The wording of the self-defense law appeared in the jury instructions, and it was discussed by jurors, the defense and prosecutors in court.
So, therefore, Trayvon Martin’s shooting had everything to do with Stand Your Ground, right?
There’s a good chance Zimmerman might still have walked even if Stand Your Ground had never become law in 2005. At most, without Stand Your Ground, the jury would probably have hung.
In that case, Zimmerman would have walked for months more and still had a great shot of being acquitted in a retrial if the prosecution presented the same case.
Just look at self-defense laws other than Stand Your Ground, and consider that the prosecution broadly failed to prove its case, which lacked some solid evidence.
As with any court case, there are arguments on both sides. Unlike most court cases, the argument over Trayvon’s shooting and Zimmerman’s verdict is public and largely politically partisan.
Many Democrats, pointing to this case, want changes to Stand Your Ground. It expanded defendants’ deadly force justifications and removed their “duty to retreat” from a confrontation.
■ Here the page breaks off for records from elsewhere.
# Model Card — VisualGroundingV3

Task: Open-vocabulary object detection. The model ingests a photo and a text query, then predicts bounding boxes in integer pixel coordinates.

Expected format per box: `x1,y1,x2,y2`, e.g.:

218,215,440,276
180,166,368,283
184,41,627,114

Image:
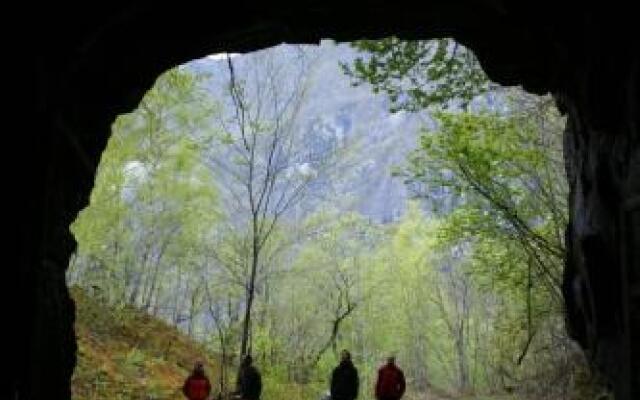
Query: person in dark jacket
331,350,360,400
376,356,406,400
182,361,211,400
237,355,262,400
Top Republicans, who control the Florida Legislature and governor’s office, want no changes to the politically popular self-defense law in a state where the violent-crime rate is declining.
The debate continues
The argument over what the jury felt and how the law applied will be at the crux of the political debate as dozens of protestors continue to occupy the state Capitol and the Legislature gears up this fall.
The debate about what could have been and what role all the self-defense justifications had is purely speculative.
We can’t go back in time. We can’t talk yet to the still-anonymous jurors. There’s no transcript of their secret deliberations.
But we have solid evidence: the statements anonymous juror B37 gave CNN, the unclear evidence of the fight that led to the shooting, the jury instructions and the letter of the law.
The jury instructions are crucial.
In open court, Zimmerman lawyer Don West talked about Florida’s standard jury instructions, which, by law, have Stand Your Ground language in them.
“That would read ‘stand his ground and meet force with force’ . . .” West said, discussing where a comma should go.
“Oh sure,” West said of the Stand Your Ground wording, “that’s fine.”
Of course it was. It helped his client.
You wouldn’t know that from co-counsel Mark O’Mara’s spin-the-media tour in which he tells reporters that his team “never mentioned the words ’Stand Your Ground’ in our defense presentation or in our arguments.” He doesn’t mention what West said in open court.
Another jury instruction was conspicuous, but by its absence: The “use of force by aggressor” statute, 776.041.
It could have allowed the jurors to more easily determine whether they believed Zimmerman initiated the fight that led to the shooting, and therefore lose his self-defense justification.
Prosecutor Richard Mantei said the armed Zimmerman’s pursuit of the unarmed Trayvon could be considered a threatened use of force that could make him an “aggressor.” (Zimmerman thought the hooded Trayvon might be casing apartments in his Sanford complex for burglaries, but he was walking back to his dad’s after picking up Skittles and watermelon Arizona Iced Tea).